Just to make sure I understand correctly, when you say:

the current doesn’t want to stop flowing when the input sine wave is at zero volts

I assume you’re talking about the abrupt drop to 0 when the sine wave is cut by the dimming circuit, and not the regular zero crossing of a full sine wave, right? In which case, theoretically, the new full sine wave feature should prevent this?

I just want to hop on the record and say here I’m not an Inovelli employee, so when I stated earlier that I felt it was likely the best name to mass-market this device it was from an unbiased point of view. Know your target-market and design your branding to fit that market.

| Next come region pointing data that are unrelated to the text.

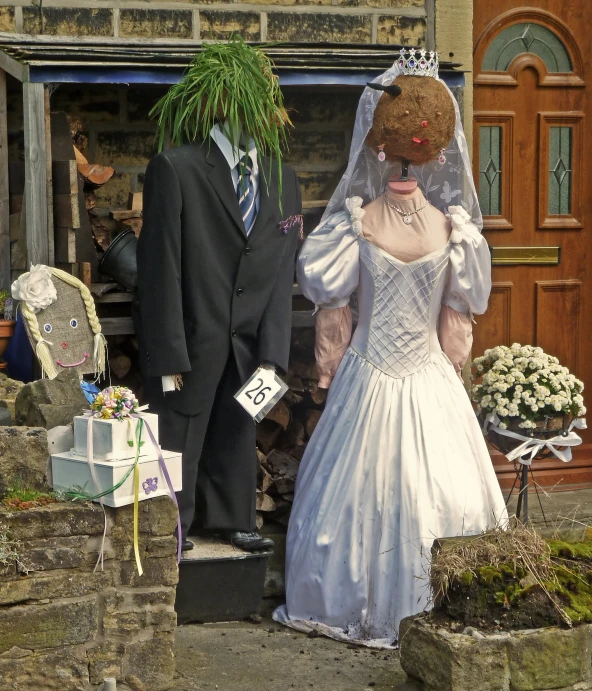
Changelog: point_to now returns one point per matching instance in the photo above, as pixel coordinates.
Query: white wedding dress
(398, 458)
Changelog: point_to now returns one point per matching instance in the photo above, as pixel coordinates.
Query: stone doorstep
(534, 660)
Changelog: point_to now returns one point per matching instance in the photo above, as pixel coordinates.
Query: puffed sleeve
(328, 265)
(469, 282)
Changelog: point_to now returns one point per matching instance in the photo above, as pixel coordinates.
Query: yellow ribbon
(136, 496)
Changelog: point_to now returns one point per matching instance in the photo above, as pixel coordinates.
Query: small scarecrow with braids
(61, 322)
(221, 221)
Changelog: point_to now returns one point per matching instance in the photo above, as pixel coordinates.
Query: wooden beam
(4, 212)
(14, 68)
(49, 178)
(35, 173)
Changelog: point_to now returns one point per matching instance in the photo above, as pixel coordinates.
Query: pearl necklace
(406, 214)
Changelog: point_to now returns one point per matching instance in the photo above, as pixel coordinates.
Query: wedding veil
(443, 184)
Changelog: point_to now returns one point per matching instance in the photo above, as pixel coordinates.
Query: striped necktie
(245, 192)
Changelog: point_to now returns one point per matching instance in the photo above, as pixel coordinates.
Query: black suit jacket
(205, 289)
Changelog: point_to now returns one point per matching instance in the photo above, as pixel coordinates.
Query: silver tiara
(418, 63)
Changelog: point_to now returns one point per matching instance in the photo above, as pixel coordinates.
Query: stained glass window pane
(526, 38)
(490, 170)
(560, 174)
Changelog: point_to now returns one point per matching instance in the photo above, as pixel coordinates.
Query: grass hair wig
(226, 82)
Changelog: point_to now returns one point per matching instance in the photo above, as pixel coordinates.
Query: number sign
(261, 393)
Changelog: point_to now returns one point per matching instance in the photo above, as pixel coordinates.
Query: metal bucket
(119, 261)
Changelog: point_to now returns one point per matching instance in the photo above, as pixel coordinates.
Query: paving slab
(244, 656)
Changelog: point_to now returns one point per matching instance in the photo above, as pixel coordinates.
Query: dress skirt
(393, 464)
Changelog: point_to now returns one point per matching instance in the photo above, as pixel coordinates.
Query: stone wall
(121, 133)
(65, 627)
(335, 21)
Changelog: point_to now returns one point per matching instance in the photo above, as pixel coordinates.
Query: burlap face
(65, 326)
(416, 125)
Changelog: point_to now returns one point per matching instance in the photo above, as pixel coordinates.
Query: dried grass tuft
(518, 545)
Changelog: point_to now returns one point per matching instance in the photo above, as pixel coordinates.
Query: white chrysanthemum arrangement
(524, 385)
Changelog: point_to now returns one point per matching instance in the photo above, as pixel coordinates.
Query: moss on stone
(508, 594)
(466, 578)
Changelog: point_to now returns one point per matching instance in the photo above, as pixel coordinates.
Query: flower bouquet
(524, 393)
(114, 403)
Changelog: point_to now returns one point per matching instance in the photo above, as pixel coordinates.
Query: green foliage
(8, 548)
(21, 499)
(227, 82)
(518, 597)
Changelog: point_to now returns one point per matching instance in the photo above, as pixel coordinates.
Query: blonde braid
(41, 350)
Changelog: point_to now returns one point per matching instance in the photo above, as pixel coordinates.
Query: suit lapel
(268, 196)
(220, 178)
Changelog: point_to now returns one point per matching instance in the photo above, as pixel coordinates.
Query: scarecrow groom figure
(215, 275)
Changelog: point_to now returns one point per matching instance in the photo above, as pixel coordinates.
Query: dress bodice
(399, 303)
(398, 307)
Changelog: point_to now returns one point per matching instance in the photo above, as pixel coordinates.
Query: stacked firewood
(282, 436)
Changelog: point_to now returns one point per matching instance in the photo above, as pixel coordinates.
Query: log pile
(282, 436)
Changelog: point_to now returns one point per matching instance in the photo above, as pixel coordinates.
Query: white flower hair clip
(354, 206)
(462, 225)
(35, 288)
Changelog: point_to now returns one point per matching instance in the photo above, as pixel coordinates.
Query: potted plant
(524, 391)
(6, 325)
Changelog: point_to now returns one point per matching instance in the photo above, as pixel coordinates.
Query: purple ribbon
(150, 485)
(167, 477)
(292, 221)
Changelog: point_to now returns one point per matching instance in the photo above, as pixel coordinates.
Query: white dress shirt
(233, 157)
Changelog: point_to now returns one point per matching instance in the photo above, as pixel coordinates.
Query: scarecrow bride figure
(398, 458)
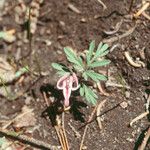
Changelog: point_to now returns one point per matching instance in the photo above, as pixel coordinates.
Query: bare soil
(62, 27)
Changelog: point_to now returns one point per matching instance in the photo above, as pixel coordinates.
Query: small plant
(82, 69)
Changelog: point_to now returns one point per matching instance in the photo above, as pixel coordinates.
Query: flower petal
(60, 82)
(75, 86)
(67, 87)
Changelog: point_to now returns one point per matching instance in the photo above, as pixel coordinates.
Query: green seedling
(82, 70)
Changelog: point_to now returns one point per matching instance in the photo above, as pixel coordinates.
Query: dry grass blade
(99, 107)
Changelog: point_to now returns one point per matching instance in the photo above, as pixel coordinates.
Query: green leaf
(82, 91)
(57, 66)
(101, 49)
(89, 95)
(72, 57)
(99, 63)
(90, 51)
(95, 76)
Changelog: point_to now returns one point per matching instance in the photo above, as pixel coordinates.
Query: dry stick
(86, 127)
(77, 134)
(64, 132)
(102, 3)
(143, 145)
(131, 62)
(31, 141)
(139, 117)
(59, 136)
(14, 119)
(113, 39)
(58, 128)
(117, 27)
(100, 105)
(144, 7)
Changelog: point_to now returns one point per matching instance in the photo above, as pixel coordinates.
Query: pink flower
(68, 83)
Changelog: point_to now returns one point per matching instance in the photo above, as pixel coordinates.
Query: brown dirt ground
(64, 27)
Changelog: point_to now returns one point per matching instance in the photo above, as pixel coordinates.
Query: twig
(102, 3)
(143, 114)
(99, 107)
(117, 27)
(139, 117)
(86, 127)
(131, 62)
(77, 134)
(144, 7)
(109, 83)
(102, 91)
(115, 38)
(16, 118)
(143, 145)
(28, 140)
(64, 132)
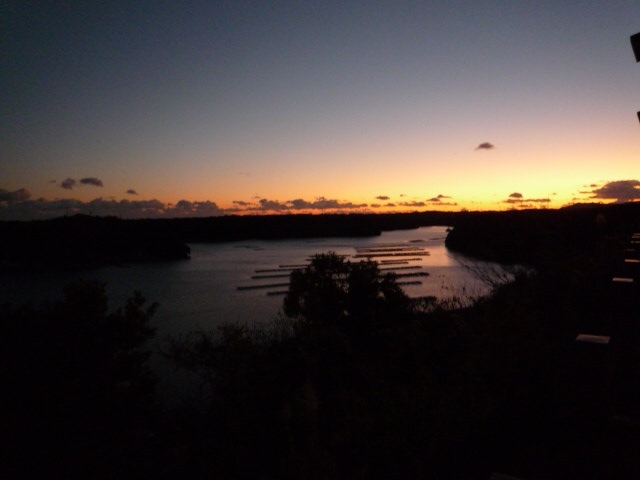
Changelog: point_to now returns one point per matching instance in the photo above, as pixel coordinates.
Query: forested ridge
(354, 380)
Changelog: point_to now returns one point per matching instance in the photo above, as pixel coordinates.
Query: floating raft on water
(391, 251)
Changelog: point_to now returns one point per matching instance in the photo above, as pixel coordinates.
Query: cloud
(68, 183)
(19, 195)
(518, 200)
(620, 191)
(412, 204)
(438, 199)
(43, 209)
(96, 182)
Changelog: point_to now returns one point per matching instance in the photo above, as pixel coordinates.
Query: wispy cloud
(620, 191)
(96, 182)
(68, 183)
(518, 200)
(485, 146)
(19, 195)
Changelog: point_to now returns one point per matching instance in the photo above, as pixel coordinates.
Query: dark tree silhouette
(74, 380)
(332, 291)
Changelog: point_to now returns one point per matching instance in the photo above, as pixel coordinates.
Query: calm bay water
(202, 292)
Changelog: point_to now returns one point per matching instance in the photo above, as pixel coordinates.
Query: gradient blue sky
(153, 108)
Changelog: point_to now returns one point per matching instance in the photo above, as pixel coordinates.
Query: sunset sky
(152, 108)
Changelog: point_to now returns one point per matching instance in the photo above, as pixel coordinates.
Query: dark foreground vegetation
(354, 380)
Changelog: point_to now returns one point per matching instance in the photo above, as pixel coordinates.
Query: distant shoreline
(85, 241)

In my opinion it’s simply good business.


the abrupt drop to 0 when the sine wave is cut by the dimming circuit, and not the regular zero crossing of a full sine wave

Actually kind of both.

  1. the input power is interrupted partway through the cycle. Field collapse will cause the inductive voltage spike.

  2. With a full cycle, if the output switch opens at zero input sine voltage, the current which is lagging will still result in an inductive spike.
    However if the outputs remain “on” it won’t matter.

Not that is matters to this discussion but you will seldom if ever get a “pure” sine wave voltage coming in from the line. I’ve never seen one that wasn’t distorted by the various loads in the home.

@MRobi and @harjms - Fair enough – you’ve both called me out on that statement; I stand corrected and should not have over-generalized. My apologies.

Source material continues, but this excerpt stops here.